Mundukide eta brasileko egoera iluna

 

Tras las elecciones brasileñas de 2003, que llevaron al poder al Partido de los Trabajadores (PT), los gobiernos de los presidentes Lula da Silva y Dilma Rousseff impulsaron la capacidad redistributiva del Estado a través de nuevos programas sociales y lograron un elevado incremento de la inversión social, hasta reducir la pobreza extrema en más del 60%.

Pero el proceso de “impeachment” a la presidenta, que califica de “golpe de estado parlamentario” el teólogo brasileño Leonardo Boff, rompe con la trayectoria social del PT  e impone una política económica neoliberal que hunde a Brasil en un sombrío panorama

El pensamiento neoliberal arranca en los años ochenta del siglo XX. Fue en aquella época cuando se hizo célebre una frase atribuida al equipo del presidente norteamericano Ronald Reagan: “el sector público no es la solución, sino el problema”. La expresión venía a indicar que el peso del gasto público ahogaba a la economía, quitando recursos al sector privado, al que se consideraba como el motor del crecimiento económico.

Tras las dificultades económicas de los años setenta del siglo pasado, el conservadurismo económico volvió a la escena con Thatcher y Reagan para contrarrestar  el poder que habían conseguido los trabajadores y aparecieron las llamadas políticas económicas neoliberales.

Entre las nuevas medidas a impulsar estaba la libertad de comercio internacional, haciendo que las empresas compitieran entre sí en el mundo, sin imponer ciertas reglas a la actividad económica, dejando las decisiones en manos privadas. Esta medida iba acompañada de la libertad de movimiento de capitales, para que los recursos financieros buscaran los lugares de mayor rentabilidad, sin considerar los perjuicios que los repentinos flujos de capitales causan a los países.

Como las empresas públicas estaban mal vistas, al considerarse que eran menos eficientes que las privadas, se recomendó la privatización del patrimonio público, es decir, su venta a entidades privadas, muchas veces a precios de saldo.

Se suprimieron las regulaciones en funcionamiento, porque se estimaba que reducían la eficiencia económica. Una vez suprimidas las normativas para evitar riesgos excesivos, la búsqueda de rentabilidad de los bancos les llevó a facilitar créditos sin las suficientes garantías, lo cual acabó en los conocidos impagos de las “subprime”, que marcó el inicio de la crisis financiera de 2008.

Con el fin de mejorar los resultados empresariales, se propugnó contener los salarios y disponer del trabajo con la máxima flexibilidad, medidas que acarrearon a los trabajadores la pérdida de derechos laborales, como lo demuestra el notable incremento de la precariedad.

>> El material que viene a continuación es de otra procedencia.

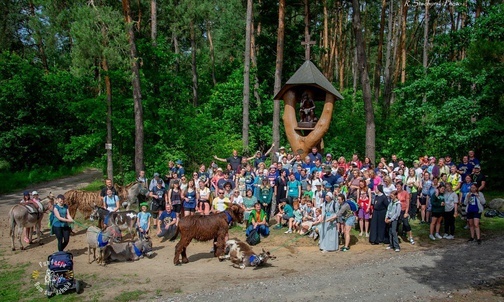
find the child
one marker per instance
(285, 212)
(143, 221)
(392, 217)
(295, 221)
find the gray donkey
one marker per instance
(27, 215)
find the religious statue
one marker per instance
(306, 109)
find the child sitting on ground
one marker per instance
(143, 221)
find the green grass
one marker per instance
(14, 181)
(130, 296)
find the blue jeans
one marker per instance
(262, 229)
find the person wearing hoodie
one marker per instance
(392, 218)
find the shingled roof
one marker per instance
(308, 74)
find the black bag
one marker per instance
(253, 238)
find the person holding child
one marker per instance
(143, 221)
(328, 229)
(257, 220)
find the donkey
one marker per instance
(26, 216)
(123, 219)
(242, 255)
(128, 251)
(97, 239)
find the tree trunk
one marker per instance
(366, 87)
(387, 93)
(137, 95)
(246, 79)
(379, 56)
(278, 73)
(212, 54)
(108, 90)
(193, 63)
(154, 22)
(403, 40)
(425, 56)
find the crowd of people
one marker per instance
(321, 197)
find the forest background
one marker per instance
(187, 79)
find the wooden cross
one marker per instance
(307, 46)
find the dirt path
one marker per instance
(300, 272)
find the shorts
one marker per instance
(350, 221)
(473, 215)
(423, 199)
(177, 208)
(286, 217)
(362, 214)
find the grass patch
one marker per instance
(13, 181)
(130, 296)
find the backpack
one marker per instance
(353, 205)
(253, 238)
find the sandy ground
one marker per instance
(158, 279)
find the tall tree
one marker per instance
(364, 77)
(137, 95)
(278, 72)
(246, 78)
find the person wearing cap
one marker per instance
(108, 185)
(265, 196)
(314, 154)
(167, 223)
(478, 178)
(143, 221)
(438, 204)
(159, 198)
(155, 180)
(180, 168)
(328, 230)
(234, 160)
(61, 222)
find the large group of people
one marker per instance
(321, 197)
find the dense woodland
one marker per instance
(189, 79)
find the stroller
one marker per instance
(59, 275)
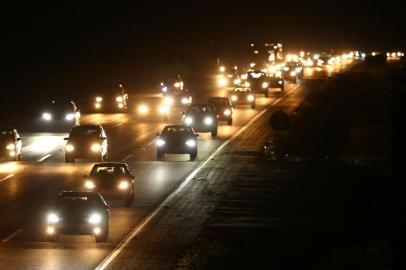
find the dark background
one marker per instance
(70, 49)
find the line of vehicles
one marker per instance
(86, 211)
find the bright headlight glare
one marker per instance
(190, 143)
(53, 218)
(188, 120)
(208, 120)
(95, 147)
(160, 142)
(95, 218)
(123, 185)
(69, 117)
(11, 146)
(89, 184)
(47, 116)
(69, 147)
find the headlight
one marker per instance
(168, 101)
(69, 117)
(69, 147)
(53, 218)
(89, 184)
(143, 109)
(95, 218)
(208, 120)
(123, 185)
(190, 143)
(95, 147)
(11, 147)
(188, 120)
(160, 142)
(47, 116)
(185, 100)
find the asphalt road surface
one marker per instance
(27, 187)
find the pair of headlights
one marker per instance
(96, 147)
(161, 142)
(94, 218)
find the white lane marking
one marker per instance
(127, 157)
(44, 157)
(7, 177)
(137, 229)
(11, 236)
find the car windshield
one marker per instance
(108, 170)
(176, 130)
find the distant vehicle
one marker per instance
(112, 100)
(153, 108)
(292, 71)
(202, 118)
(112, 180)
(172, 84)
(60, 114)
(259, 82)
(79, 213)
(178, 98)
(86, 141)
(177, 139)
(10, 144)
(243, 96)
(223, 107)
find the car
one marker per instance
(202, 118)
(243, 96)
(177, 139)
(178, 98)
(113, 180)
(259, 82)
(86, 141)
(111, 100)
(78, 213)
(153, 108)
(58, 113)
(223, 107)
(292, 71)
(10, 144)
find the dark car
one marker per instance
(111, 100)
(10, 144)
(292, 71)
(243, 96)
(57, 114)
(223, 107)
(86, 141)
(177, 139)
(178, 98)
(78, 213)
(153, 108)
(202, 118)
(112, 180)
(259, 82)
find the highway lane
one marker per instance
(36, 183)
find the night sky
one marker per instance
(79, 46)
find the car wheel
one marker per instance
(193, 155)
(214, 133)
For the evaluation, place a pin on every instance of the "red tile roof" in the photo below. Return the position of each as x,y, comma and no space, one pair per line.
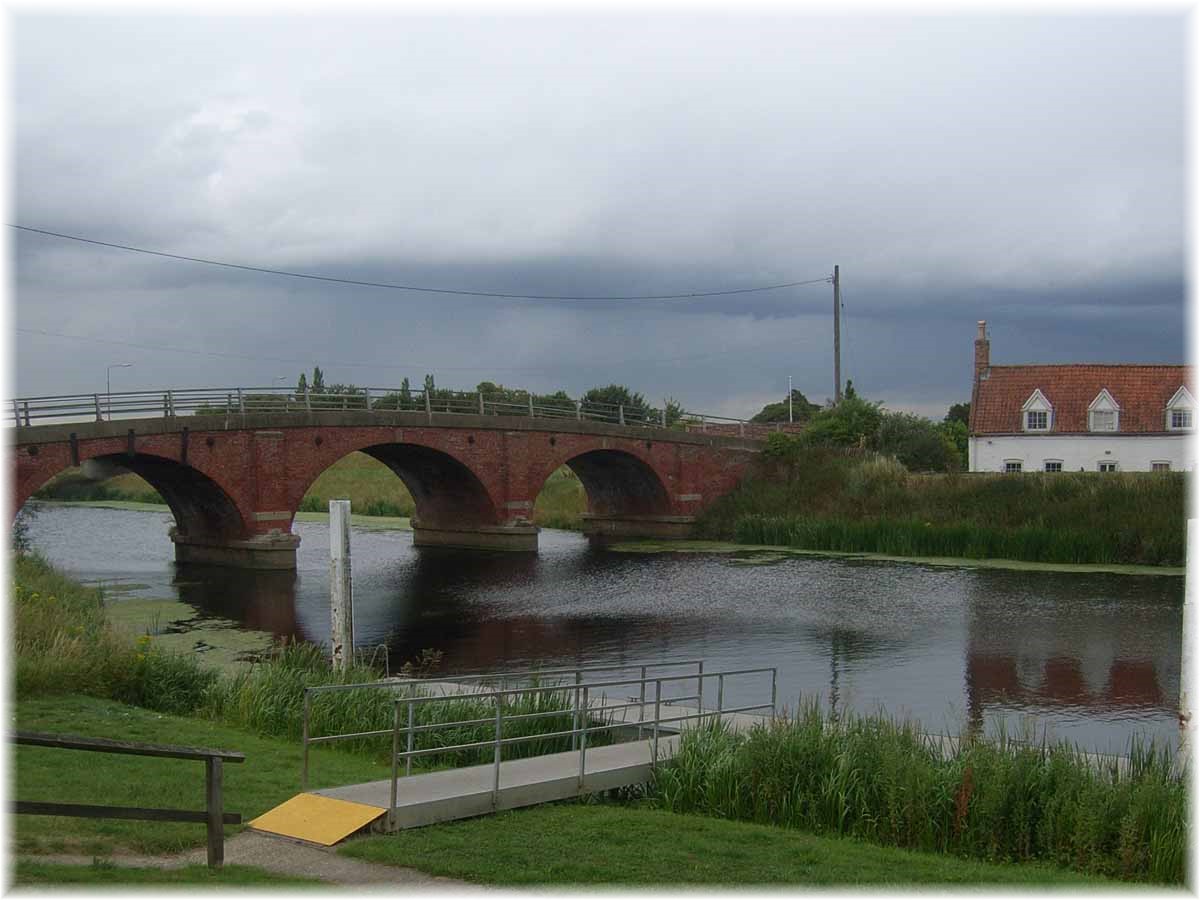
1140,391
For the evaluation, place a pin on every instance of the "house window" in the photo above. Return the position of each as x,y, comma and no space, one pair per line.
1037,420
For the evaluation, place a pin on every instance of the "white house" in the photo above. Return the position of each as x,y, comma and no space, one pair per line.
1080,417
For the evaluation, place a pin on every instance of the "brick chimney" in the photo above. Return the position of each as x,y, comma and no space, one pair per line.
983,351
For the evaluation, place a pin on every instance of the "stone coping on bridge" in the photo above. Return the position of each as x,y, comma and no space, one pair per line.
268,551
508,538
361,418
622,527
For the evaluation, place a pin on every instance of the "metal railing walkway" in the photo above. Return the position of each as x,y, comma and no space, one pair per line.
642,715
231,402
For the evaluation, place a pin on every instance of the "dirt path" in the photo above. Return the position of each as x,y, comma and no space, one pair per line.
287,857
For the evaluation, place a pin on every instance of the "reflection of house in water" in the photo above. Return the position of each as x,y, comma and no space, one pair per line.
1097,655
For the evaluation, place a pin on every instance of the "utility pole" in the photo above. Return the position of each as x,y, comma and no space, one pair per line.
837,336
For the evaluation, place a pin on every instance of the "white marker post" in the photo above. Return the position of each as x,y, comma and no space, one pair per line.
341,591
1191,557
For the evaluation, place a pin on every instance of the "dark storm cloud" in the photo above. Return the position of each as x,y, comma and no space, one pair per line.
1023,171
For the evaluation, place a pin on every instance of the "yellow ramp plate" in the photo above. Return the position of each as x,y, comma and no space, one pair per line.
321,820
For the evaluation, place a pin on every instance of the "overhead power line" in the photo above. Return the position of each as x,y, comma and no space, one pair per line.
689,295
409,366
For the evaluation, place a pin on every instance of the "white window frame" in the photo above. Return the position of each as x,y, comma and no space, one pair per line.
1102,405
1182,405
1037,403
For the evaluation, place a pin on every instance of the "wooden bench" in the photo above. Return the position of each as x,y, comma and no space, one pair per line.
213,815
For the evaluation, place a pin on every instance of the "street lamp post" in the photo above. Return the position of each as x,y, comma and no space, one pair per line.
108,385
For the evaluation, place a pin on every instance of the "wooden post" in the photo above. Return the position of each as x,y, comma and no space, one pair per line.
213,809
341,593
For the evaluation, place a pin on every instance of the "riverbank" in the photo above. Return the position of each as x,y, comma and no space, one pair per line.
761,553
258,713
823,499
373,490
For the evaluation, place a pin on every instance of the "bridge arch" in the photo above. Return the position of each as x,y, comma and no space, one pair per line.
619,484
444,489
203,510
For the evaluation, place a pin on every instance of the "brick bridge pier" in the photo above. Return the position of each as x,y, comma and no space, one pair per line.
234,481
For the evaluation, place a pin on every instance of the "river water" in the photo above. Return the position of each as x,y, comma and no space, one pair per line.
1093,659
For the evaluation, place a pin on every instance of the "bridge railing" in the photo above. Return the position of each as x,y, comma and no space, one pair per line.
646,703
239,401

En Brasil, el crecimiento del PIB en la última década permitió mejorar las condiciones de vida de los trabajadores y también las clases altas aumentaron  sus ingresos. Pero con la llegada de la crisis se redujeron los recursos disponibles y la presidenta Dilma Rousseff decidió no echar el ajuste sobre las espaldas de la mayoría popular.

El Gobierno mantuvo el programa estrella “Bolsa Familia”, que beneficia a millones de familias con necesidades básicas, y aplicó la reducción a otras partidas del presupuesto, lo cual soliviantó a las clases altas, que reaccionaron poniendo en marcha el proceso de cambio de presidencia.

Apartada Dilma del poder, las primeras medidas del nuevo Gobierno han sido impulsar las privatizaciones, reducir fuertemente la inversión social, eliminar las prestaciones de Bolsa Familia a 10 millones de hogares y recortar derechos laborales y  pensiones. Las decisiones económicas tomadas siguen fielmente las recetas neoliberales.

En este contexto se están desenvolviendo los programas de Mundukide, que colabora desde hace más de diez años con el Movimiento de Trabajadores Sin Terra (MST). Tanto en Parana como en Sergipe, la tarea es impulsar el desarrollo de cooperativas y asociaciones, a fin mejorar la capacidad gestora de los profesionales y elevar el nivel de vida de la gente.

Hay dos tipos de medidas para corregir la elevada desigualdad en las rentas del país: la redistribución desde el Estado, un reparto de tipo secundario, como lo ha venido realizando el PT. Una parte de la recaudación impositiva se transfiere a los colectivos de rentas bajas a través de los programas sociales.

El segundo tipo de reparto de rentas, más consistente a largo plazo, es  la distribución primaria, la que hace el sistema empresarial al utilizar los factores productivos, fijando las retribuciones a los trabajadores y asignando a los propietarios los beneficios de las sociedades.

El apoyo de Mundukide pone énfasis en este segundo tipo de distribución. Trata de formar a los colectivos y utilizar la  autogestión para aumentar el valor añadido de las actividades económicas, asegurando al mismo tiempo que la parte sustancial del mismo se asigne  a los participantes y a su entorno social.